Total costs are written as:
If the application fee does not apply to the operation, $F_{app}=0$ is assumed.
$$F_{all} = F_{gas} + F_{infra} + F_{swap} + F_{prot} + F_{app}$$ If some fees are expressed in the network’s native coin, conversion to USD equivalent is performed at the native asset price: $$F_{gas}^{USD} = \sum_{i=1}^{k} \left(g_i \cdot p_i \cdot \pi_{native,i}^{USD}\right)$$ where $g_i$ is the actual gas consumption (or other measurable resource) for the $i$-th transaction, $p_i$ is the gas price (in native coin), $\pi_{native,i}^{USD}$ is the native coin price in USD.
APR and APY
APR ($r$) is the nominal annual rate without compounding. If income is reinvested $n$ times per year, the corresponding annual yield (APY) is:
$$APY = \left(1 + \frac{r}{n}\right)^n - 1$$ If the strategy already publishes $APY$ as the final metric, then to estimate deposit growth over horizon $T$, it is convenient to use: $$P(T) = P_0 \cdot (1 + APY)^{T}$$
Deposit Growth Over Time
With discrete compounding $n$ times per year, the expected amount:
$$P(T) = P_0 \cdot \left(1 + \frac{r}{n}\right)^{nT}$$ Gross profit: $$\Delta P_{gross}(T) = P(T) - P_0$$ For strategies where income is “capitalized” continuously (e.g., through share price changes or internal compounding), $n$ serves as an approximation. In this case, it is more correct to work with the published $APY$ and the formula $P(T) = P_0(1+APY)^T$.
Protocol Fees
Protocol fees most often fall into two types:
Management fee
Management fee ($m$) - regular “management” fee, usually set as an annual fraction of capital. In a simplified model, it can be accounted for as a reduction in the effective rate:
$$r_{eff} = r - m$$
Performance fee
Performance fee ($q$) - fee charged on profit. If performance fee applies to gross profit, then profit after performance fee:
$$\Delta P_{after}(T) = \Delta P_{gross}(T)\cdot (1-q)$$ Accordingly: $$P_{after}(T) = P_0 + \Delta P_{after}(T)$$ In practice, fee accrual rules depend on the protocol (high-water mark, calculation period, etc.). In route calculations, the fact is important: $F_{prot}$ refers to a separate cost component and is accounted for separately from network fees.
Swap Losses and Slippage
For exchange, two values can be distinguished:
- “expected output” $Q_{exp}$ at the quote;
- “actual output” $Q_{act}$ at execution.
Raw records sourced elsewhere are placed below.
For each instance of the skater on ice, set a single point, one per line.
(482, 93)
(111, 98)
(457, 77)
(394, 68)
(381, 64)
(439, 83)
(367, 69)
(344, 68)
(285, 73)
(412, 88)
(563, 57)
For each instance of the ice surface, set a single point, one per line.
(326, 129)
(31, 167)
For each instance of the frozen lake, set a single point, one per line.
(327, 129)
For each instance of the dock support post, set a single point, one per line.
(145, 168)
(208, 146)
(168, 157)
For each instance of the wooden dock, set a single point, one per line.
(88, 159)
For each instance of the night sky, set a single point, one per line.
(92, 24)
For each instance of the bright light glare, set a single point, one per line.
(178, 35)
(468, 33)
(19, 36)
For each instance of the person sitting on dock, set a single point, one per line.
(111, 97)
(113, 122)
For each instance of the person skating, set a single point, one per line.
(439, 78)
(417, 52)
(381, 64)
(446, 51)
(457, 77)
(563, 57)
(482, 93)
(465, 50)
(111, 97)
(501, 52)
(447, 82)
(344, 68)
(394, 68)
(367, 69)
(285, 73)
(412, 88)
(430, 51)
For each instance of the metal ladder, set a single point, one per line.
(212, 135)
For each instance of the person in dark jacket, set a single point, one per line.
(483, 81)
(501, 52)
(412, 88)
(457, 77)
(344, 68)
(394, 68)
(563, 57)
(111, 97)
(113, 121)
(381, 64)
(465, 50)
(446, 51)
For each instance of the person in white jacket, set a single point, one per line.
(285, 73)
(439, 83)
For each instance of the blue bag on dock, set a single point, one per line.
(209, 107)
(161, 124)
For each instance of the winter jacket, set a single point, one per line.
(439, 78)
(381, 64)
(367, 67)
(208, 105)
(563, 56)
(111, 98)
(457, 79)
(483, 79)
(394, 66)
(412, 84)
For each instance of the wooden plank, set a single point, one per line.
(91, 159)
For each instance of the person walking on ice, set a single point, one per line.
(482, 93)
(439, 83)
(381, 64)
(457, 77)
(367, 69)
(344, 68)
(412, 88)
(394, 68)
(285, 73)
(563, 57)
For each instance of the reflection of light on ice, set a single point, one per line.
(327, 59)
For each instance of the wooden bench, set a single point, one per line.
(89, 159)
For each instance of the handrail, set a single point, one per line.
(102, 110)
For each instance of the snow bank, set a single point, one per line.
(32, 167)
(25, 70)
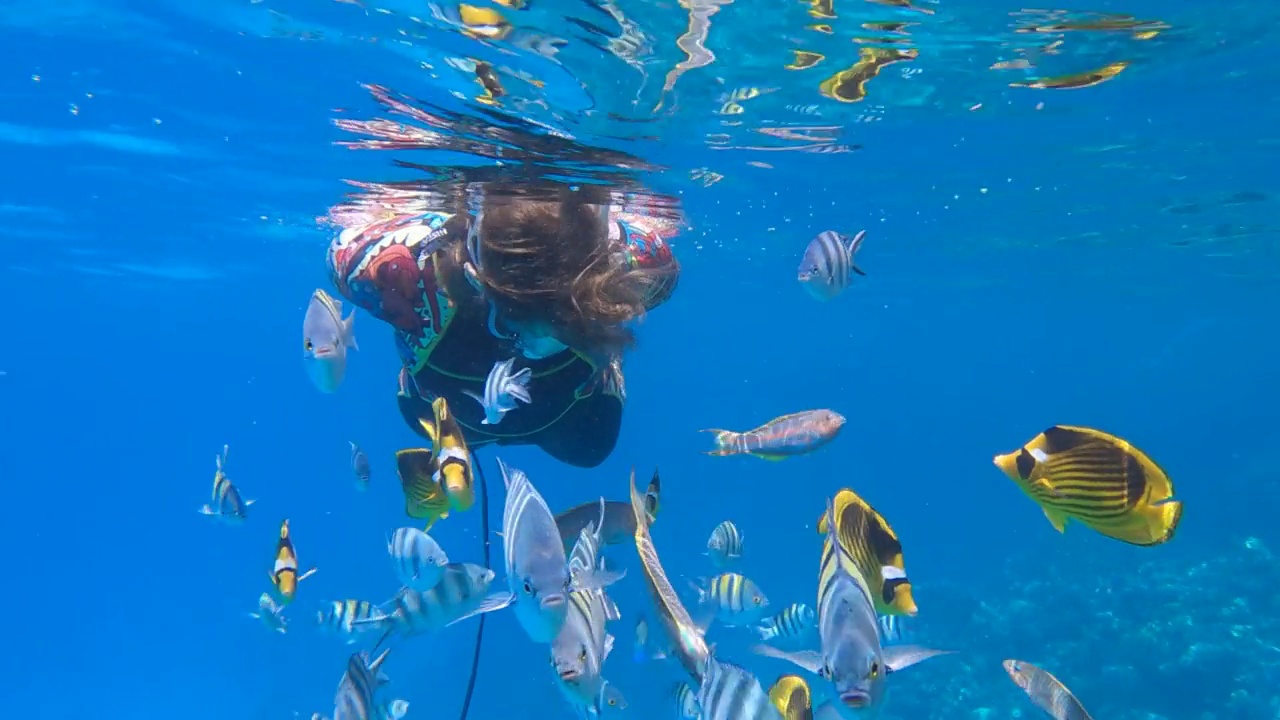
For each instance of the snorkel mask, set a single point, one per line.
(533, 341)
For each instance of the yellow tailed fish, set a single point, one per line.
(876, 551)
(424, 497)
(284, 573)
(1098, 481)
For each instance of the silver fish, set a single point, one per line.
(827, 265)
(460, 595)
(583, 645)
(851, 657)
(360, 466)
(794, 621)
(348, 618)
(357, 692)
(325, 340)
(417, 557)
(270, 614)
(225, 502)
(725, 545)
(502, 388)
(728, 692)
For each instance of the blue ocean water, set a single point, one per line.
(1102, 256)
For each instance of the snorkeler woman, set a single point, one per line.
(553, 282)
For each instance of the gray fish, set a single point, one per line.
(225, 504)
(348, 618)
(725, 545)
(851, 657)
(460, 595)
(583, 645)
(502, 388)
(1047, 692)
(270, 614)
(357, 692)
(827, 265)
(538, 573)
(419, 560)
(325, 340)
(728, 692)
(360, 466)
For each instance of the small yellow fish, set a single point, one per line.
(284, 573)
(876, 550)
(1097, 479)
(424, 497)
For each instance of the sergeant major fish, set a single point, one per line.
(417, 557)
(827, 265)
(583, 643)
(502, 388)
(284, 572)
(782, 437)
(325, 340)
(225, 502)
(851, 657)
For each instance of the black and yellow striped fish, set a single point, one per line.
(284, 573)
(791, 696)
(1097, 479)
(424, 497)
(876, 550)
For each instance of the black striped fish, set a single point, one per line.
(851, 657)
(1046, 691)
(348, 618)
(225, 502)
(828, 264)
(1098, 481)
(462, 592)
(284, 572)
(359, 688)
(736, 598)
(583, 643)
(794, 621)
(689, 641)
(725, 545)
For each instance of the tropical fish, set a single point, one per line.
(686, 701)
(851, 657)
(876, 550)
(794, 621)
(225, 502)
(1046, 691)
(1097, 479)
(725, 545)
(583, 645)
(502, 388)
(360, 466)
(828, 264)
(348, 618)
(618, 525)
(452, 460)
(689, 641)
(736, 598)
(728, 692)
(284, 573)
(417, 557)
(424, 497)
(270, 614)
(792, 697)
(325, 340)
(357, 692)
(782, 437)
(461, 593)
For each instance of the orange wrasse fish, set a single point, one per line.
(284, 573)
(782, 437)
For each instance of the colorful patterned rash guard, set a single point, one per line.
(389, 268)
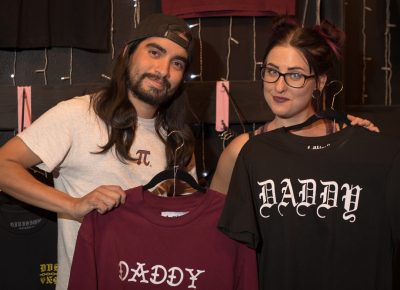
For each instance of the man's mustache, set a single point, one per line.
(155, 77)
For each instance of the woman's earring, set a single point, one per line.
(316, 94)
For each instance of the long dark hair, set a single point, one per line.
(112, 105)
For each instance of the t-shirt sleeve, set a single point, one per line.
(238, 219)
(50, 136)
(83, 270)
(393, 200)
(246, 269)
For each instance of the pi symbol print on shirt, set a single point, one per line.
(142, 157)
(329, 192)
(158, 275)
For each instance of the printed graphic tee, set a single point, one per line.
(323, 212)
(154, 242)
(28, 246)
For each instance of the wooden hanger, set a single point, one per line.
(174, 174)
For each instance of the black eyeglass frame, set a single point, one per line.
(306, 77)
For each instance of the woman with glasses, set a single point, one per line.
(319, 203)
(295, 70)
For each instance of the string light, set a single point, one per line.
(14, 67)
(44, 69)
(388, 64)
(200, 74)
(136, 13)
(228, 56)
(364, 54)
(69, 77)
(254, 49)
(304, 13)
(318, 12)
(112, 30)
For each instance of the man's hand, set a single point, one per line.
(357, 121)
(103, 199)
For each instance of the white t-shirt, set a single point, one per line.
(64, 139)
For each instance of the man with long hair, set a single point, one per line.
(101, 144)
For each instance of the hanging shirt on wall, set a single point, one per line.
(210, 8)
(323, 212)
(28, 246)
(154, 242)
(55, 23)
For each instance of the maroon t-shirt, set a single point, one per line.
(154, 242)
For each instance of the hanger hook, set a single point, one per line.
(180, 135)
(338, 92)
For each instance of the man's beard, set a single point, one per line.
(151, 96)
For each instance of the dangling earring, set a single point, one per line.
(316, 94)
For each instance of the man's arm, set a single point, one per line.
(16, 157)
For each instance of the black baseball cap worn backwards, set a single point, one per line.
(166, 26)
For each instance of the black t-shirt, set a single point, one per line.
(28, 243)
(322, 212)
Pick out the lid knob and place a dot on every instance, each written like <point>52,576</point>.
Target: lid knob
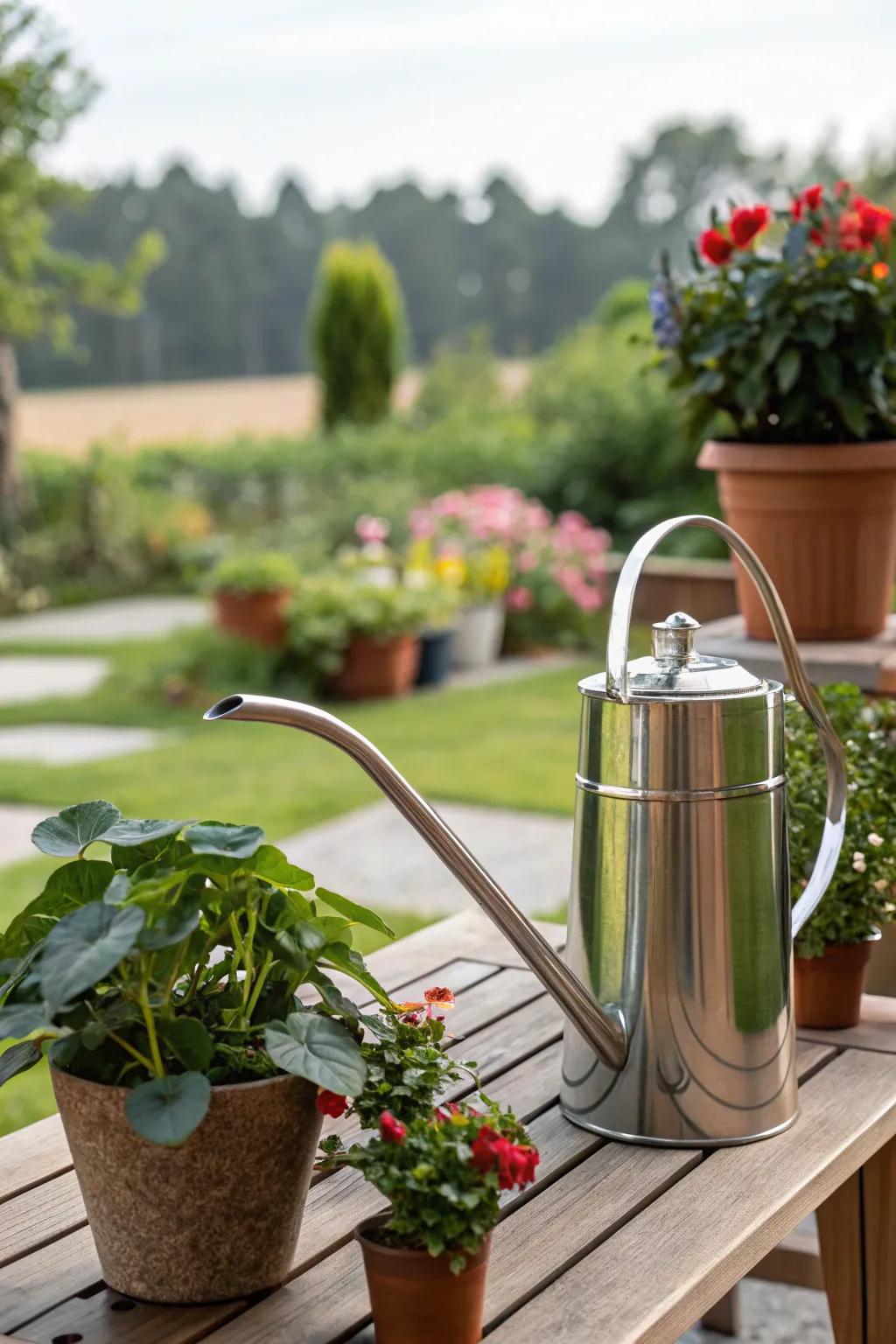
<point>672,640</point>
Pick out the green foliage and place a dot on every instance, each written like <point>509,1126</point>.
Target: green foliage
<point>610,438</point>
<point>860,897</point>
<point>464,376</point>
<point>407,1070</point>
<point>358,332</point>
<point>42,90</point>
<point>260,571</point>
<point>175,965</point>
<point>795,344</point>
<point>442,1175</point>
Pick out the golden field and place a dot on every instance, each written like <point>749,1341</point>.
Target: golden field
<point>70,421</point>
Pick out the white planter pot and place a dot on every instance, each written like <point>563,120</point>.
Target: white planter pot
<point>479,636</point>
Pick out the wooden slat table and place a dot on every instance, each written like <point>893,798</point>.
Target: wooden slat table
<point>612,1245</point>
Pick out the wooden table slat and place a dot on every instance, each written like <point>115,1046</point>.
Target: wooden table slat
<point>710,1228</point>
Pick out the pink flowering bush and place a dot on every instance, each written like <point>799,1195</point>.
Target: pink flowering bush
<point>556,567</point>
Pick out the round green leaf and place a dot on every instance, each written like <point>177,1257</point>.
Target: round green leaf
<point>74,828</point>
<point>318,1048</point>
<point>85,947</point>
<point>128,834</point>
<point>220,837</point>
<point>167,1110</point>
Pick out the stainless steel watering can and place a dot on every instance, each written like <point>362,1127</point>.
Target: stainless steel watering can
<point>677,982</point>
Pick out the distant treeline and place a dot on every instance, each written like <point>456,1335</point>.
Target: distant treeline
<point>234,293</point>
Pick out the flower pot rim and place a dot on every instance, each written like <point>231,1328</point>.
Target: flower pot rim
<point>218,1088</point>
<point>730,454</point>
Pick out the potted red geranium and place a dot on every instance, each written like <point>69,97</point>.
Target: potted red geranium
<point>785,338</point>
<point>444,1173</point>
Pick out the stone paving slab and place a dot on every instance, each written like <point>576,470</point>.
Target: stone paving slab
<point>374,855</point>
<point>67,744</point>
<point>107,622</point>
<point>17,822</point>
<point>27,679</point>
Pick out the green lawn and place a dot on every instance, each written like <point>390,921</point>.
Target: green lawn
<point>506,745</point>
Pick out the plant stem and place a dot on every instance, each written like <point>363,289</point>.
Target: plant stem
<point>130,1050</point>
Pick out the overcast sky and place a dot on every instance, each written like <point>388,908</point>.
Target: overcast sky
<point>351,93</point>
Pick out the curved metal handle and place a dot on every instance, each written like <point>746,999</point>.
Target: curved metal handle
<point>832,837</point>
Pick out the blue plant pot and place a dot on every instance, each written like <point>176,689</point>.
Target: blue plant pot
<point>436,656</point>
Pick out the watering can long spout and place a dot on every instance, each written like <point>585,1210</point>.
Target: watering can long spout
<point>605,1033</point>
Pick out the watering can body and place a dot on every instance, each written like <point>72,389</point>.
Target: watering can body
<point>677,978</point>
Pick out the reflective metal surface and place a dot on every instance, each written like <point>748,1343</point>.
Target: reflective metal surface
<point>680,905</point>
<point>602,1030</point>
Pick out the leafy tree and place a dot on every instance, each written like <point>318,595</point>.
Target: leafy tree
<point>358,326</point>
<point>40,92</point>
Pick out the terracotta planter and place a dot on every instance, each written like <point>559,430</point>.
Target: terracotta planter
<point>828,990</point>
<point>260,617</point>
<point>378,668</point>
<point>216,1218</point>
<point>479,636</point>
<point>822,521</point>
<point>416,1296</point>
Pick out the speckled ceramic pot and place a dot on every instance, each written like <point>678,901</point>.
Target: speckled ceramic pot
<point>214,1219</point>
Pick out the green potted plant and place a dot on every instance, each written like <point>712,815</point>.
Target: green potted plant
<point>790,353</point>
<point>444,1173</point>
<point>832,950</point>
<point>251,593</point>
<point>161,980</point>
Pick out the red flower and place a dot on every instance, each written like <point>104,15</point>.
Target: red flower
<point>747,222</point>
<point>715,246</point>
<point>331,1103</point>
<point>391,1130</point>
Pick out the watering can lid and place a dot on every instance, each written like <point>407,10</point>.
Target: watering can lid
<point>676,669</point>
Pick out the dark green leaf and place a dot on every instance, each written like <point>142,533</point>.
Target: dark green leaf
<point>18,1058</point>
<point>22,1019</point>
<point>167,1110</point>
<point>74,828</point>
<point>85,947</point>
<point>117,890</point>
<point>273,867</point>
<point>69,887</point>
<point>318,1048</point>
<point>359,914</point>
<point>788,370</point>
<point>130,834</point>
<point>220,837</point>
<point>188,1042</point>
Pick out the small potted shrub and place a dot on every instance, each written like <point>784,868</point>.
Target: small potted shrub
<point>788,353</point>
<point>161,978</point>
<point>833,948</point>
<point>444,1173</point>
<point>251,593</point>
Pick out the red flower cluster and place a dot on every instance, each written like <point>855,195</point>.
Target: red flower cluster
<point>514,1163</point>
<point>331,1103</point>
<point>391,1130</point>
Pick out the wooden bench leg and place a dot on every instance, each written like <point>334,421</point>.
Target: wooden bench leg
<point>724,1318</point>
<point>858,1236</point>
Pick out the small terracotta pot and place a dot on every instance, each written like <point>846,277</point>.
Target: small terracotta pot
<point>378,668</point>
<point>213,1219</point>
<point>828,990</point>
<point>416,1296</point>
<point>260,617</point>
<point>822,521</point>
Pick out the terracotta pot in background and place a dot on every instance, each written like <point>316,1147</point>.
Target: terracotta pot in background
<point>828,990</point>
<point>213,1219</point>
<point>378,668</point>
<point>822,521</point>
<point>416,1296</point>
<point>260,617</point>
Swap loss can be estimated as:
$$F_{swap}^{USD} \approx (Q_{exp} - Q_{act}) \cdot \pi_{out}^{USD}$$ where $\pi_{out}^{USD}$ is the output asset price in USD.
If an acceptable slippage $s$ (as a fraction) is used and the input amount is converted to USD equivalent $P_0^{USD}$, a rough estimate:
$$F_{swap}^{USD} \lesssim s \cdot P_0^{USD}$$ while $F_{swap}$ usually already includes the pool fee (fee tier).
Based on this model, net results and break-even points can be estimated for different user scenarios.